# chunkshop-rs (crate)
Rust crate for chunkshop. See `../README.md` for the top-level Rust port
overview and Python-vs-Rust feature parity table. This file documents
crate-level concerns specific to the `chunkshop` crate's Cargo features.
## Code-aware chunking
The `code-aware` feature enables symbol-aware chunking for source code via
[tree-sitter](https://crates.io/crates/tree-sitter). Each grammar is
opt-in to control binary size.
### Feature matrix
| `default` (none) | — | 51.40 | (baseline) |
| `code-aware` (umbrella alone) | — | 51.42 | +0.02 |
| `code-aware-python` | Python | 52.14 | +0.74 |
| `code-aware-python,code-aware-java` | Python + Java (must-have set) | 52.54 | +1.14 |
| `code-aware-go` | Go (should-have, pending [chunkshop#40](https://github.com/yonk-labs/chunkshop/issues/40)) | not implemented | n/a |
| `code-aware-typescript` | TypeScript (should-have) | not implemented | n/a |
| `code-aware-javascript` | JavaScript (should-have) | not implemented | n/a |
| `code-aware-rust` | Rust (should-have) | not implemented | n/a |
Sizes captured with `cargo build --release --bin chunkshop-rs` on this
build host.

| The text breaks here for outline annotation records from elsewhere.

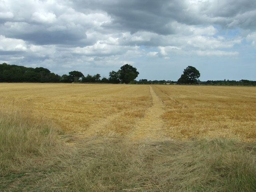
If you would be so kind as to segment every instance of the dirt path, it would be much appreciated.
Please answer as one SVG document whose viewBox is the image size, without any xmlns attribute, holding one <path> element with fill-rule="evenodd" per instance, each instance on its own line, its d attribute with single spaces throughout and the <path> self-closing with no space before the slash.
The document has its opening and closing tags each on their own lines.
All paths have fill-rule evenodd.
<svg viewBox="0 0 256 192">
<path fill-rule="evenodd" d="M 166 138 L 164 129 L 164 123 L 161 116 L 164 110 L 161 100 L 151 86 L 150 94 L 153 105 L 137 125 L 134 132 L 128 137 L 132 140 L 139 140 L 146 138 L 162 140 Z"/>
</svg>

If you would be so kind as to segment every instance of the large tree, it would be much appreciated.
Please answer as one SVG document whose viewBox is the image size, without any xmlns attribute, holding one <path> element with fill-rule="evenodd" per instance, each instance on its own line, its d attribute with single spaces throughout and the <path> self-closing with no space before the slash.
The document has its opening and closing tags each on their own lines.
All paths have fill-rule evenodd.
<svg viewBox="0 0 256 192">
<path fill-rule="evenodd" d="M 128 64 L 121 67 L 118 72 L 120 74 L 119 78 L 122 82 L 126 84 L 133 81 L 140 74 L 136 68 Z"/>
<path fill-rule="evenodd" d="M 68 74 L 70 79 L 74 82 L 77 82 L 80 78 L 84 76 L 82 72 L 77 71 L 70 71 Z"/>
<path fill-rule="evenodd" d="M 178 80 L 178 82 L 184 84 L 196 84 L 200 76 L 199 71 L 194 67 L 188 66 L 184 69 L 183 74 Z"/>
</svg>

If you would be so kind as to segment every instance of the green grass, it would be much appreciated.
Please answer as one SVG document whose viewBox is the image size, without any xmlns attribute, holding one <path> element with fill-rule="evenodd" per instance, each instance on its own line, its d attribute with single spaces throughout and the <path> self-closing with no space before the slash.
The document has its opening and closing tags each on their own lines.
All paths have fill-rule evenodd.
<svg viewBox="0 0 256 192">
<path fill-rule="evenodd" d="M 1 191 L 256 191 L 255 143 L 106 136 L 72 146 L 52 125 L 12 117 L 0 118 Z"/>
</svg>

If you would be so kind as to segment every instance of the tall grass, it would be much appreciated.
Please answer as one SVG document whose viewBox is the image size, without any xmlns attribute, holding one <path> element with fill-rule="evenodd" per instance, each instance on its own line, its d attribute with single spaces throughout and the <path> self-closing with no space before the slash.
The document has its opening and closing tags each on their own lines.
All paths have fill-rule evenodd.
<svg viewBox="0 0 256 192">
<path fill-rule="evenodd" d="M 254 192 L 253 144 L 87 138 L 41 184 L 54 191 Z"/>
<path fill-rule="evenodd" d="M 254 143 L 134 141 L 113 134 L 73 136 L 66 140 L 75 143 L 67 145 L 50 123 L 1 115 L 1 191 L 256 191 Z"/>
<path fill-rule="evenodd" d="M 15 171 L 30 165 L 29 157 L 48 153 L 60 132 L 50 123 L 35 120 L 27 113 L 0 112 L 0 170 Z"/>
</svg>

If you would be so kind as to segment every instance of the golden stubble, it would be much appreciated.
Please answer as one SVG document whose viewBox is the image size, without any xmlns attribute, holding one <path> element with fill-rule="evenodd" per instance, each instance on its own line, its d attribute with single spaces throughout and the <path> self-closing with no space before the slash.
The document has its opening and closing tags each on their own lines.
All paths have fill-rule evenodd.
<svg viewBox="0 0 256 192">
<path fill-rule="evenodd" d="M 0 107 L 84 136 L 256 141 L 255 87 L 1 83 Z"/>
</svg>

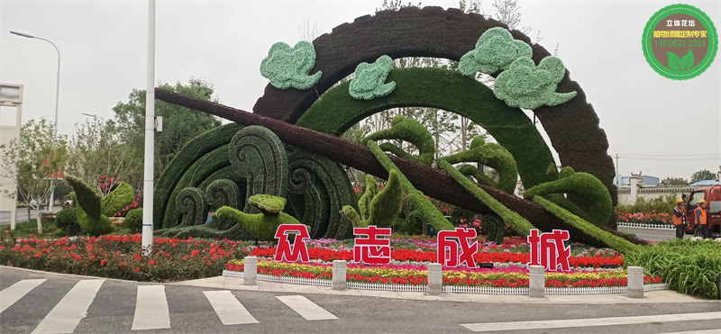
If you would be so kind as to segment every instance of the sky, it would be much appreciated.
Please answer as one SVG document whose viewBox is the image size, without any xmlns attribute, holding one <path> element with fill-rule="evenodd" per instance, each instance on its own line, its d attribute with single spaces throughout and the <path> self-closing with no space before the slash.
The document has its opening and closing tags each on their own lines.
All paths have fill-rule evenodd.
<svg viewBox="0 0 721 334">
<path fill-rule="evenodd" d="M 317 24 L 319 34 L 331 32 L 381 3 L 158 0 L 156 81 L 198 77 L 214 86 L 224 104 L 251 111 L 268 84 L 260 65 L 273 43 L 294 45 L 306 23 Z M 593 104 L 608 154 L 619 154 L 625 176 L 689 179 L 697 170 L 721 168 L 721 56 L 701 76 L 675 81 L 655 73 L 641 48 L 648 19 L 676 3 L 518 1 L 520 25 L 532 29 L 534 41 L 540 32 L 547 50 L 559 45 L 558 57 Z M 721 28 L 721 1 L 684 3 Z M 447 8 L 457 1 L 422 4 Z M 491 4 L 481 9 L 492 14 Z M 147 14 L 146 1 L 0 0 L 0 82 L 23 85 L 23 122 L 53 119 L 58 56 L 48 42 L 9 31 L 59 49 L 59 131 L 70 135 L 83 113 L 110 119 L 133 88 L 145 88 Z"/>
</svg>

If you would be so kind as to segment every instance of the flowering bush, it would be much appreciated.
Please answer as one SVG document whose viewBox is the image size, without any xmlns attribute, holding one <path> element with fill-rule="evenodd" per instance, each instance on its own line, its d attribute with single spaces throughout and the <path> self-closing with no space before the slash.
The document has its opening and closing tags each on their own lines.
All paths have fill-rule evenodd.
<svg viewBox="0 0 721 334">
<path fill-rule="evenodd" d="M 627 212 L 627 213 L 621 213 L 621 212 L 616 212 L 617 215 L 618 222 L 634 222 L 634 223 L 641 223 L 641 224 L 659 224 L 659 225 L 669 225 L 673 224 L 673 220 L 671 217 L 671 214 L 665 212 L 652 212 L 648 213 L 644 212 Z"/>
</svg>

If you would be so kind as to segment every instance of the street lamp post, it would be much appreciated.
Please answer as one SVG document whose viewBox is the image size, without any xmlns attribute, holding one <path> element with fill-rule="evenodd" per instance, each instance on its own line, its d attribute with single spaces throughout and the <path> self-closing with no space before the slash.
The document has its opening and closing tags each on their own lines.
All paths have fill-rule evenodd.
<svg viewBox="0 0 721 334">
<path fill-rule="evenodd" d="M 29 39 L 45 41 L 50 43 L 50 45 L 52 45 L 52 47 L 55 48 L 55 50 L 58 51 L 58 77 L 57 77 L 57 80 L 56 80 L 56 83 L 55 83 L 55 123 L 54 123 L 55 129 L 54 129 L 54 131 L 53 131 L 53 140 L 58 140 L 58 101 L 59 101 L 59 96 L 60 96 L 60 50 L 58 49 L 58 46 L 55 45 L 55 43 L 53 43 L 53 42 L 51 42 L 49 40 L 46 40 L 44 38 L 36 37 L 36 36 L 32 36 L 32 35 L 31 35 L 29 33 L 19 32 L 12 32 L 11 31 L 10 33 L 14 34 L 14 35 L 18 35 L 18 36 L 22 36 L 22 37 L 25 37 L 25 38 L 29 38 Z M 48 203 L 48 211 L 52 210 L 52 205 L 55 204 L 55 173 L 54 173 L 54 171 L 52 173 L 52 176 L 50 176 L 50 189 L 51 189 L 51 192 L 50 192 L 50 203 Z"/>
</svg>

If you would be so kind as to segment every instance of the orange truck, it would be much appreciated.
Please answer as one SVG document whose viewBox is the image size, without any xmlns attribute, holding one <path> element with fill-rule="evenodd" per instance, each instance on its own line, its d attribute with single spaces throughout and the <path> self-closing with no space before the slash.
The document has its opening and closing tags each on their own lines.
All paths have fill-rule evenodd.
<svg viewBox="0 0 721 334">
<path fill-rule="evenodd" d="M 688 196 L 682 195 L 686 203 L 686 233 L 695 237 L 701 236 L 701 230 L 696 223 L 694 210 L 698 207 L 698 201 L 706 200 L 707 220 L 711 236 L 721 235 L 721 185 L 715 185 L 706 188 L 697 189 Z"/>
</svg>

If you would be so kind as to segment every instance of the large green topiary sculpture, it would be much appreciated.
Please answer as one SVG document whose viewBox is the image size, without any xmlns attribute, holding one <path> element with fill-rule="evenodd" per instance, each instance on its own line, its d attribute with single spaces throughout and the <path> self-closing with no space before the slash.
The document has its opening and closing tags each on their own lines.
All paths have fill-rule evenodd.
<svg viewBox="0 0 721 334">
<path fill-rule="evenodd" d="M 250 198 L 251 204 L 260 213 L 249 214 L 237 209 L 224 206 L 214 215 L 221 221 L 232 221 L 252 235 L 256 240 L 271 241 L 281 224 L 300 224 L 297 219 L 283 212 L 286 199 L 269 194 L 255 194 Z"/>
<path fill-rule="evenodd" d="M 394 65 L 393 59 L 388 56 L 380 56 L 372 64 L 358 64 L 348 93 L 359 100 L 372 100 L 389 95 L 396 88 L 396 83 L 386 84 L 385 82 Z"/>
<path fill-rule="evenodd" d="M 315 65 L 315 48 L 313 43 L 301 41 L 291 48 L 279 41 L 270 47 L 268 57 L 260 63 L 260 74 L 270 79 L 270 85 L 278 89 L 293 87 L 305 90 L 314 86 L 321 78 L 321 71 L 308 75 Z"/>
<path fill-rule="evenodd" d="M 100 213 L 113 217 L 126 205 L 132 203 L 133 197 L 135 197 L 135 191 L 132 190 L 132 185 L 121 182 L 113 192 L 100 200 L 102 210 Z"/>
<path fill-rule="evenodd" d="M 508 70 L 496 78 L 493 93 L 509 106 L 536 109 L 569 102 L 578 92 L 556 93 L 566 67 L 556 57 L 546 57 L 536 68 L 530 57 L 516 59 Z"/>
<path fill-rule="evenodd" d="M 418 156 L 406 153 L 403 149 L 391 143 L 383 143 L 380 149 L 409 160 L 431 166 L 435 155 L 435 141 L 431 132 L 420 122 L 406 119 L 402 115 L 393 118 L 390 128 L 374 132 L 361 140 L 362 143 L 368 140 L 400 140 L 407 141 L 418 148 Z"/>
<path fill-rule="evenodd" d="M 78 196 L 78 223 L 83 232 L 91 236 L 110 233 L 113 223 L 105 214 L 102 214 L 100 195 L 83 181 L 71 176 L 65 176 L 65 181 L 75 191 Z"/>
<path fill-rule="evenodd" d="M 507 193 L 513 193 L 516 190 L 518 180 L 518 167 L 511 153 L 498 144 L 486 143 L 483 138 L 478 137 L 471 141 L 470 149 L 442 158 L 442 159 L 448 161 L 452 165 L 461 162 L 478 162 L 488 166 L 498 173 L 498 182 L 493 181 L 478 168 L 461 167 L 460 170 L 463 175 L 474 176 L 480 184 L 490 185 Z"/>
<path fill-rule="evenodd" d="M 469 77 L 478 72 L 494 74 L 508 69 L 511 63 L 520 57 L 532 56 L 533 51 L 528 44 L 515 40 L 507 30 L 495 27 L 480 35 L 476 49 L 461 57 L 458 69 Z"/>
<path fill-rule="evenodd" d="M 558 195 L 570 194 L 585 200 L 589 210 L 582 212 L 580 208 L 568 201 L 561 198 L 549 197 L 553 202 L 558 202 L 566 210 L 587 218 L 589 221 L 605 226 L 608 223 L 611 217 L 613 204 L 611 195 L 606 186 L 603 185 L 596 176 L 588 173 L 576 173 L 573 168 L 566 167 L 561 169 L 561 179 L 558 181 L 546 182 L 534 187 L 527 189 L 524 193 L 524 197 L 533 200 L 536 195 Z M 562 197 L 562 196 L 561 196 Z"/>
<path fill-rule="evenodd" d="M 380 191 L 378 191 L 378 188 L 372 176 L 366 177 L 366 193 L 358 203 L 360 216 L 352 206 L 343 206 L 341 213 L 351 221 L 353 227 L 374 225 L 388 228 L 396 221 L 403 204 L 403 191 L 400 188 L 397 172 L 391 170 L 386 186 Z"/>
</svg>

Will drift over time — re-measure with the same matrix to
update.
The umbrella `code-aware` feature alone adds no grammar crates (the
+0.02 MB drift is build-noise from a fresh recompile, not real code) —
it's a marker for downstream crates that want to feature-detect "any
code-aware grammar is on". Real cost arrives with the per-language
features, which gate `tree-sitter`, `tree-sitter-tags`, and the
language grammar crate behind `dep:` syntax.

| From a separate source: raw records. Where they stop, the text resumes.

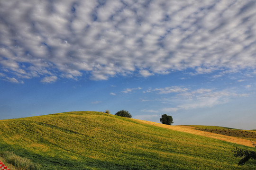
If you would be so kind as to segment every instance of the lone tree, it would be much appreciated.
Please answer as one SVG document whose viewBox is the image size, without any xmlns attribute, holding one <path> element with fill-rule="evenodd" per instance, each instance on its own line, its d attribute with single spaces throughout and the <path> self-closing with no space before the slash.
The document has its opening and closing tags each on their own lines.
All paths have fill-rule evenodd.
<svg viewBox="0 0 256 170">
<path fill-rule="evenodd" d="M 129 113 L 129 112 L 125 110 L 118 111 L 117 113 L 115 114 L 115 115 L 131 118 L 131 115 L 130 113 Z"/>
<path fill-rule="evenodd" d="M 162 115 L 162 118 L 160 118 L 160 122 L 165 125 L 172 125 L 172 123 L 174 123 L 173 121 L 173 117 L 166 114 Z"/>
</svg>

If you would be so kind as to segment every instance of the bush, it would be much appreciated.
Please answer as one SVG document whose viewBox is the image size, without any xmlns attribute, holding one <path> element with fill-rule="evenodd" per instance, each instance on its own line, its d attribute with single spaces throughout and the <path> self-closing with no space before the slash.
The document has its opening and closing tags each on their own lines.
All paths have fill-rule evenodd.
<svg viewBox="0 0 256 170">
<path fill-rule="evenodd" d="M 122 110 L 118 111 L 115 114 L 115 115 L 124 117 L 126 118 L 131 118 L 131 115 L 130 113 L 129 113 L 129 112 L 128 111 L 125 110 Z"/>
<path fill-rule="evenodd" d="M 106 110 L 106 111 L 105 111 L 105 112 L 106 113 L 110 114 L 110 110 Z"/>
<path fill-rule="evenodd" d="M 174 123 L 173 117 L 171 116 L 168 116 L 166 114 L 162 115 L 162 118 L 160 119 L 162 123 L 165 125 L 172 125 L 172 123 Z"/>
</svg>

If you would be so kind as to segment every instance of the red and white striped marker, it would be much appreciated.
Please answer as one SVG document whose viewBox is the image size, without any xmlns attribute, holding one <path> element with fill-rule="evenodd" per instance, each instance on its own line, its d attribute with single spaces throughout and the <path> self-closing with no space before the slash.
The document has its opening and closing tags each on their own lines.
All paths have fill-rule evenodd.
<svg viewBox="0 0 256 170">
<path fill-rule="evenodd" d="M 0 170 L 10 170 L 9 169 L 7 168 L 7 166 L 4 166 L 4 163 L 1 161 L 0 161 Z"/>
</svg>

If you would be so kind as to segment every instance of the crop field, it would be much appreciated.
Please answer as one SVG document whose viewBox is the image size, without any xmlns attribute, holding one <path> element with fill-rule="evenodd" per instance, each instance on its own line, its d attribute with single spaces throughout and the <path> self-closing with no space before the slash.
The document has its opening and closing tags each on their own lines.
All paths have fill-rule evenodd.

### Cross-port byte-equivalence
When the same source file is ingested via chunkshop-py and chunkshop-rs,
the resulting chunks share identical `fqn` and `node_id` metadata. This
is enforced by:
- **Rust proptest** at `rust/chunkshop/tests/cross_port_proptest.rs`
(~1500 random cases per `cargo test`)
- **Python pytest** at `python/tests/chunkshop/test_rust_cross_port_parity.py`
(46 curated vectors, invokes the `fqn-cli` Rust binary as subprocess)
Both gates run in CI on every PR.
### Syntax-error fallback
When tree-sitter returns an error-containing parse tree (mirroring Python's
`ast.parse → SyntaxError` check), or when the document's language can't be
detected from its extension, the chunker falls back to `sentence_aware` and
stamps `metadata.strategy = "symbol_aware_fallback"` with a
`fallback_reason` for observability.
### Should-have grammars status
`code-aware-go`, `code-aware-typescript`, `code-aware-javascript`, and
`code-aware-rust` feature flags exist in `Cargo.toml` and pull in their
respective grammar crates, but the per-language extractors are not yet
implemented. Pending [chunkshop#40](https://github.com/yonk-labs/chunkshop/issues/40)
(Python's tree-sitter migration for Go/TS/JS) — implementing them first in
Python keeps the cross-port equivalence contract intact.